# IT headhunters



## veer (May 24, 2011)

Dear all,

After reading posts for some weeks I decided to register and ask some questions myself . 

But first a little info about me: I'm 32, married, one son and one more on the way. Before getting married traveling was my passion and thank god I found a partner who is open minded and loves adventures too! 

End of the year my husbands contract will end and we are free to go wherever he finds a good job. Our prefs are: Abu Dhabi, Dubai, Shanghai or Australia. As we can't wait for this year to end we already started to look for good jobs in IT, only in the UAE it seems to be kinda hard to find high profile IT jobs in the banking industry...so after this long story my question is if anyone can recommend headhunters or has other ideas of where to look for available jobs in the UAE...

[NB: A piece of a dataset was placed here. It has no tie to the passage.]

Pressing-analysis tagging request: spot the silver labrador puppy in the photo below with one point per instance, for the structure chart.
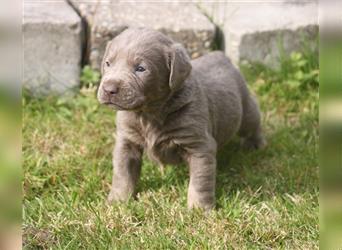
(174, 109)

I hope I mentioned all the necessary info.


----------



## Sabahan (Nov 20, 2010)

I am in a similar position, also looking for an IT job in the UAE, particularly Abu Dhabi. Have been applying on-line and sending resumes to recruiters, but without any replies. Am also interested in finding a headhunter or placement consultant who can help source the available jobs. Any recommendations from anyone?


----------



## veer (May 24, 2011)

Sabahan said:


> I am in a similar position, also looking for an IT job in the UAE, particularly Abu Dhabi. Have been applying on-line and sending resumes to recruiters, but without any replies. Am also interested in finding a headhunter or placement consultant who can help source the available jobs. Any recommendations from anyone?


Hi Sabahan

Try reading the sticky notes on the Dubai forum on salary packages. Lots of info and also names of headhunters mentioned!


----------